Road To The Olympic Games

Fog allows Lindsey Vonn to hang onto World Cup downhill title

Lindsey Vonn won her sixth straight World Cup downhill title after thick fog forced the final race to be cancelled Wednesday in Lenzerheide, Switzerland.

Tina Maze denied chance to overtake American; Aksel Lund Svindal wins men's title

Lindsey Vonn, shown in this file photo celebrating her victory in Lake Louise, Alta. on Dec. 2, 2012, won her sixth-straight World Cup doiwnhill title on Wednesday. That's despite being sidelined the last five weeks after a horrific crash ended her season. (File/Canadian Press)

Lindsey Vonn won her sixth straight World Cup downhill title after thick fog forced the final race to be cancelled Wednesday in Lenzerheide, Switzerland.

Five weeks after her season was ended by a serious knee injury, Vonn retained her title by beating Tina Maze of Slovenia by one point.

"Omg I won the World Cup Downhill title!!!!! 6 in a row with a bum knee!" Vonn wrote on her Facebook page, recalling her huge disappointment exactly two years ago.

Fog hung on the lower slopes all day and earlier forced the men's downhill to be cancelled.

Maze has dominated the season but lost a historic chance at sweeping the World Cup titles.
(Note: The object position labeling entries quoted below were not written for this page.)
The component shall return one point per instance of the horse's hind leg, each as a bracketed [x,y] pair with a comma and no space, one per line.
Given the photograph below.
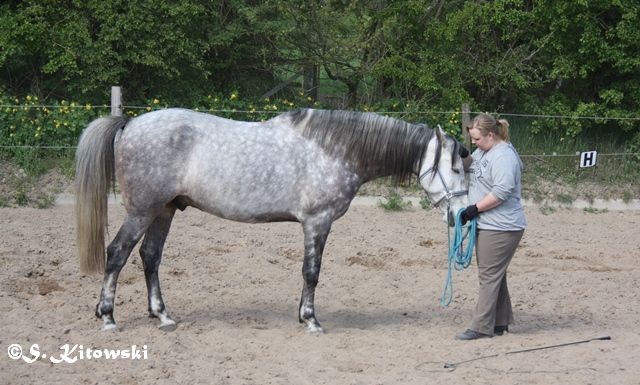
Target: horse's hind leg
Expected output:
[151,254]
[117,254]
[315,237]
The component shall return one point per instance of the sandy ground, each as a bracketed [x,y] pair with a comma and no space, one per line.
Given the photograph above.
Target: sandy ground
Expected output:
[234,289]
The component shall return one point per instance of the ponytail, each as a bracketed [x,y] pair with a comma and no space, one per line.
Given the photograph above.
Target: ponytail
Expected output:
[502,129]
[488,123]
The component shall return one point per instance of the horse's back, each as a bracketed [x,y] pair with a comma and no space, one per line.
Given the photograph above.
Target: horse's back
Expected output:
[245,171]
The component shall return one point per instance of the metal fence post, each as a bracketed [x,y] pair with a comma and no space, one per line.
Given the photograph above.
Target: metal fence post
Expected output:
[116,101]
[465,120]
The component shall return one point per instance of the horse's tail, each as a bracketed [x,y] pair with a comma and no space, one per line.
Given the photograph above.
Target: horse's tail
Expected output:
[95,174]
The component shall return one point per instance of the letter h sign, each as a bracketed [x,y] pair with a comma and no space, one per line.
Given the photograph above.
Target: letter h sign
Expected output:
[588,159]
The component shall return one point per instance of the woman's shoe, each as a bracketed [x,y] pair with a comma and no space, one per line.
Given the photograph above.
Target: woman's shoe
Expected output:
[469,334]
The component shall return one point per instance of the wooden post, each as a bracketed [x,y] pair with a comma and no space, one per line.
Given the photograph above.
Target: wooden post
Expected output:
[465,120]
[116,101]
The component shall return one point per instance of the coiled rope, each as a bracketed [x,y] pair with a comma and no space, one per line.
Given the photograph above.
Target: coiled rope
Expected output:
[459,257]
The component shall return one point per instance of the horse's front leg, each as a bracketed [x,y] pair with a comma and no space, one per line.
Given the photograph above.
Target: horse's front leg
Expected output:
[315,237]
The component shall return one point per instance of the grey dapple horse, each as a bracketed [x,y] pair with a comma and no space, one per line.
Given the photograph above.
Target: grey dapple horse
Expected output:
[304,166]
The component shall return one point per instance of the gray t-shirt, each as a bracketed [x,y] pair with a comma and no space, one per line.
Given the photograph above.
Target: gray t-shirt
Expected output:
[498,171]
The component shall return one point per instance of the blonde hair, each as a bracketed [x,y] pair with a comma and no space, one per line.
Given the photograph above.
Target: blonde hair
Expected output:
[486,123]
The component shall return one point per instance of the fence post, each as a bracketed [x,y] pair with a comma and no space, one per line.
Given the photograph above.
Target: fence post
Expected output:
[116,101]
[465,120]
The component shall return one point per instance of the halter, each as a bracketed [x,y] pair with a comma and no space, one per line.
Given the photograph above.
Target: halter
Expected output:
[448,195]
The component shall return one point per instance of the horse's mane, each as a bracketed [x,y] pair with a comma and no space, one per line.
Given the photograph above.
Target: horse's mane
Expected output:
[371,142]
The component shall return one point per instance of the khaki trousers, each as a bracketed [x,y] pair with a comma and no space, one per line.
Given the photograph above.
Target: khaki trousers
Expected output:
[494,250]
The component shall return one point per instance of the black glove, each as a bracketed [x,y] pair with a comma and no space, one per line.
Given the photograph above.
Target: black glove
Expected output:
[463,152]
[469,213]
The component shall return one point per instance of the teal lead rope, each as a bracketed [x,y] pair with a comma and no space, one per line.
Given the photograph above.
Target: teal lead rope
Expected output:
[459,257]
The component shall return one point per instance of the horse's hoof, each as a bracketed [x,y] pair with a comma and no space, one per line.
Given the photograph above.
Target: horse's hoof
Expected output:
[109,327]
[314,328]
[168,327]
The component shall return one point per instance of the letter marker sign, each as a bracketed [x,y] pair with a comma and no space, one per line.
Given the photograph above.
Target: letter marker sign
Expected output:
[588,159]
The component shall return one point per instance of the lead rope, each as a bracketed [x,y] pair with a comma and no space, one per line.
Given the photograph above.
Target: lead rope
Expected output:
[459,257]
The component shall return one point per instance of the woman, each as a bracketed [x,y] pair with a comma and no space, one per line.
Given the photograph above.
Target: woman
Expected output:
[495,187]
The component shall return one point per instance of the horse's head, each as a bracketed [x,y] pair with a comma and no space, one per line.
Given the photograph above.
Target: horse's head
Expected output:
[442,175]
Maze needed only finish in the top 14 to win the title.

In a strange twist, Vonn was denied a fourth straight overall title in 2011 by the weather in Lenzerheide.

Her lone trophy from arguably her most difficult season is a World Cup record 17th crystal globe, overtaking Austrian great Annemarie Moser-Proell.

"Everything in life comes back around. (hashtag)believe (hashtag)karma (hashtag)onelegvictorydance," wrote Vonn, whose title streak is a downhill record in 47 seasons of men's and women's World Cup racing.

Maze echoed that message in a Twitter post to Vonn conceding defeat.

"I guess the DH globe belongs to someone else, Congratulation Lindsey! What goes around comes around!" wrote Maze, who already won her first overall title with a record point total.

The 28-year-old Vonn has won four overall titles and 13 in individual disciplines.

Vonn has been rehabilitating her injured right knee in the United States. She tore her anterior cruciate and medial collateral ligaments and broke a bone in her lower leg when her right ski stuck in softer snow on landing a jump.

Vonn's injury stalled the pursuit of Moser-Proell's record of 62 career World Cup race wins.

She reached 59 this season and, injury-free, could reasonably have expected to be within reach of the all-time mark this week.

Svindal takes men's title

On the men's side, Aksel Lund Svindal won his first season-long World Cup downhill title, also without racing.

Fog forced the cancellation of the final race of the season, allowing the tall Norwegian to maintain his 58-point lead over 2012 champion Klaus Kroell of Austria.

However, the cancelled men's race prevented Svindal from scoring points to close the gap on overall leader Marcel Hirscher of Austria, who skips downhill races.

"There was some kind of chance but that chance has gone now," Svindal told broadcaster Eurosport. "For me, it's a good season no matter what.

"I'm of course happy to have clinched my first downhill globe but also sorry to have lost a great chance to score big points for the overall title."

Svindal, who won overall titles in 2007 and '09, trails by 149 with Hirscher's specialist technical events scheduled at the weekend with sunshine forecast.

"Marcel Hirscher fully deserves his second big cup, he has achieved an amazing season," Svindal said. "I am also very pleased with my own winter."

Hirscher is expected to make a rare super-G start on Thursday, if the weather allows. He locked up the slalom points race, which ends Sunday. Hirscher and Svindal both race giant slalom, which is scheduled for Saturday.

The 30-year-old Svindal has already won the season title in super-G.

He has emerged as a standout speed racer, adding the World Cup crystal globe to his gold medal in the Alpine glamor event at last month's world championships in Schladming, Austria.

Svindal broke a 13-year streak of downhill titles shared by the powerful Austrian team and Swiss favourite Didier Cuche.

The title last went outside the Alpine neighbours' hands in 1999 when another Norwegian, Lasse Kjus, won.